Des secouristes palestiniens creusent dans les gravats d'un immeuble détruit par des bombardements israéliens à Rafah dans le sud de la bande de Gaza, le 21 août 2014 (AFP-Said Khatib)

"L'assassinat des dirigeants des Brigades Ezzedine al-Qassam est un crime qui ne brisera pas notre détermination, ni n'affaiblira notre résistance, mais dont Israël devra payer le prix", a prévenu un porte-parole du Hamas, Sami Abou Zouhri.

Leur liquidation a suivi une autre opération ciblée qui a visé mardi soir le chef des Brigades al-Qassam, Mohammed Deif. Sa femme et leur garçon de sept mois ont été enterrés mercredi. Un autre enfant de l'insaisissable Deif, Sara, 3 ans, a été retirée morte des décombres jeudi, selon les secours.

Le sort du chef militaire reste incertain. Son groupe a assuré qu'il était encore vivant.

Raids aériens sur Gaza (AFP-JM Cornu/V.Lefai)

Le Premier ministre israélien, Benjamin Netanyahu, s'est gardé mercredi de confirmer ou d'infirmer que Mohammed Deif avait été visé et a fortiori qu'il avait échappé pour la sixième fois à une tentative d'élimination, mais il a jugé que "les dirigeants des organisations terroristes sont des cibles légitimes".

Il a aussi martelé qu'Israël poursuivrait ses opérations aussi longtemps que nécessaire. Dix mille réservistes ont été rappelés jeudi, ont rapporté les médias sans que l'on sache s'il s'agit d'un renforcement ou d'une rotation des effectifs.

Selon un sondage rendu public par la deuxième chaîne de télévision privée israélienne, la confiance des Israéliens envers leur Premier ministre a fortement baissé.

- Abbas rencontre Mechaal -

Au moins 2.083 Palestiniens ont été tuées à Gaza depuis le lancement par Israël de son opération visant aussi à faire cesser les tirs de roquettes, selon les secours.

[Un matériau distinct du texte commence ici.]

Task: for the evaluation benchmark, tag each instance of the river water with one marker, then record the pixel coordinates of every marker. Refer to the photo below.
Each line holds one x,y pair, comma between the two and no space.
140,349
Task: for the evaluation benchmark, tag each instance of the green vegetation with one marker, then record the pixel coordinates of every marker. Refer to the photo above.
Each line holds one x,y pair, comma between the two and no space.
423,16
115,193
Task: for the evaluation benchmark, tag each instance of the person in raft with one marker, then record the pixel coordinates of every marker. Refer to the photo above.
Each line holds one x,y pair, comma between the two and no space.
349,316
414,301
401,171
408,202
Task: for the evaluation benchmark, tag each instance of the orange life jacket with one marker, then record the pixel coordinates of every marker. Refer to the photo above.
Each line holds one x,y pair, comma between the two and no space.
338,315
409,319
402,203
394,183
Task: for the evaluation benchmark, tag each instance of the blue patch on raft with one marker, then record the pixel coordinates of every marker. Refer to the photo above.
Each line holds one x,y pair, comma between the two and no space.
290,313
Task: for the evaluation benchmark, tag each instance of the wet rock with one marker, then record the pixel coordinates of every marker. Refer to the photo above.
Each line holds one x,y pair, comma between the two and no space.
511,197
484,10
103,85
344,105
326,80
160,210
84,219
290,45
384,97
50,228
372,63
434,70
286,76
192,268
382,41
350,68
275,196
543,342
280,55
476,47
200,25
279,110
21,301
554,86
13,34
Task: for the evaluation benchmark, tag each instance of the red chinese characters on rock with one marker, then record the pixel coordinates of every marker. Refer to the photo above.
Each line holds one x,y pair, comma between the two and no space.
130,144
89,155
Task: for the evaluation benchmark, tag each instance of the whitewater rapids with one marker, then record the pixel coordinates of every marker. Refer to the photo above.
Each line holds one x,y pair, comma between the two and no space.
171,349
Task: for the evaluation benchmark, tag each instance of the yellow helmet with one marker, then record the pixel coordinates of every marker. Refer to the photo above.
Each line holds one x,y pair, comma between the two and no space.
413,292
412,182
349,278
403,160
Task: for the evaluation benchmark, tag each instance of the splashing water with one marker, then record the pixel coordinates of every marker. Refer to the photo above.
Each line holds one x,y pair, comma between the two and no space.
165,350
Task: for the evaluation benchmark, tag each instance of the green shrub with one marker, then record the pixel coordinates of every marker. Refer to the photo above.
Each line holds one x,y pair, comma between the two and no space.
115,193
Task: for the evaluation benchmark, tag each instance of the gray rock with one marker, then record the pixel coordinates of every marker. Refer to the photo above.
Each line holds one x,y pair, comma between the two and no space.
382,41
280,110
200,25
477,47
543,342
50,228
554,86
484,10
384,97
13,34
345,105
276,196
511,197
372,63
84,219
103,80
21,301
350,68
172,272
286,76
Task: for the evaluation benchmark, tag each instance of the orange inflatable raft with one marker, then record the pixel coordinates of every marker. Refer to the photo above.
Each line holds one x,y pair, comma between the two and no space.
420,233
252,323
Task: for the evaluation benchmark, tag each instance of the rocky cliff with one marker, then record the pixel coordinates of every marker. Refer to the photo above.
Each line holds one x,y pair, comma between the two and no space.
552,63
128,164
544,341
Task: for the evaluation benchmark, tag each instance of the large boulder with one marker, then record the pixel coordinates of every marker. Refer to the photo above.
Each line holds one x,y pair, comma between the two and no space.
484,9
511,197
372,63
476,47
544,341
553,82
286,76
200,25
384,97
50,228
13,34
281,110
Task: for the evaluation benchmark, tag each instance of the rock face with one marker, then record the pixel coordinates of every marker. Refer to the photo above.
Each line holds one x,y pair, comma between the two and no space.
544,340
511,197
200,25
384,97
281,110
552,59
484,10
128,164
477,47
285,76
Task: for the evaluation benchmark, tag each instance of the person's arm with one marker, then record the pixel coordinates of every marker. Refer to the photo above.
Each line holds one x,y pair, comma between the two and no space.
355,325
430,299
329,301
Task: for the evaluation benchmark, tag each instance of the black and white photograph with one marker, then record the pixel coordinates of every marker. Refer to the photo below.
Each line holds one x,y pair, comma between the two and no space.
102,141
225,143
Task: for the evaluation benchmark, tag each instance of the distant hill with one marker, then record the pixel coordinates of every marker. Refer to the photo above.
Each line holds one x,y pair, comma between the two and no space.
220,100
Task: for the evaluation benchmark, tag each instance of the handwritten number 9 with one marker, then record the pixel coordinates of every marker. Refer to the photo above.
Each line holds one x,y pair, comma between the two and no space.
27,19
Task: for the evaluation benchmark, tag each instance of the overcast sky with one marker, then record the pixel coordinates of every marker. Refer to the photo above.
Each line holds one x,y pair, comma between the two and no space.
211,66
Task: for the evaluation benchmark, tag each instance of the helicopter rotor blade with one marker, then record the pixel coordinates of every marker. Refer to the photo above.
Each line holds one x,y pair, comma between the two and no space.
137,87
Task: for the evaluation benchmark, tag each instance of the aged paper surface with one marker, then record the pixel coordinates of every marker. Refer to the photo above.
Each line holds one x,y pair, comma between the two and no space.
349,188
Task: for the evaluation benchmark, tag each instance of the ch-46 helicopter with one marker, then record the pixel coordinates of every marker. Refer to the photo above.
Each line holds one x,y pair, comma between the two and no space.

L'armée a décompté près de 300 tirs de roquettes sur Israël depuis mardi, sans faire état de victimes. En revanche, douze obus ont touché un secteur très proche de Gaza et fait un blessé grave. Au total, 64 soldats et trois civils ont péri côté israélien depuis le début du conflit.

Alors que les tirs de roquettes se poursuivaient en soirée, la Fédération israélienne de football a annoncé le report de la première journée du championnat national de football prévue samedi par crainte des tirs palestiniens.

Ces tirs de roquettes ont épargné l'aéroport international de Tel-Aviv, malgré la mise en garde mercredi des Brigades Al-Qassam qui avaient laissé entendre qu'il serait à nouveau pris pour cible.

Des responsables de l'ONU ont appelé pour leur part à cesser le feu en soulignant que la poursuite des violences mettait en danger leur capacité à faire face aux besoins pressants des quelque 1,8 million d'habitants de l'enclave palestinienne. Environ 435.000 Palestiniens ont été déplacés depuis la reprise des hostilités mardi.

Entre la soif probable de vengeance du Hamas et le refus israélien de négocier "sous les bombes", les pourparlers rompus mardi au Caire ne donnent aucun signe de devoir reprendre.

L'émir du Qatar, cheikh Tamim Ben Hamad Al-Thani, dont le pays soutient le Hamas, a réuni à Doha Khaled Mechaal, chef en exil du Hamas, et le président palestinien Mahmoud Abbas pour des concertations.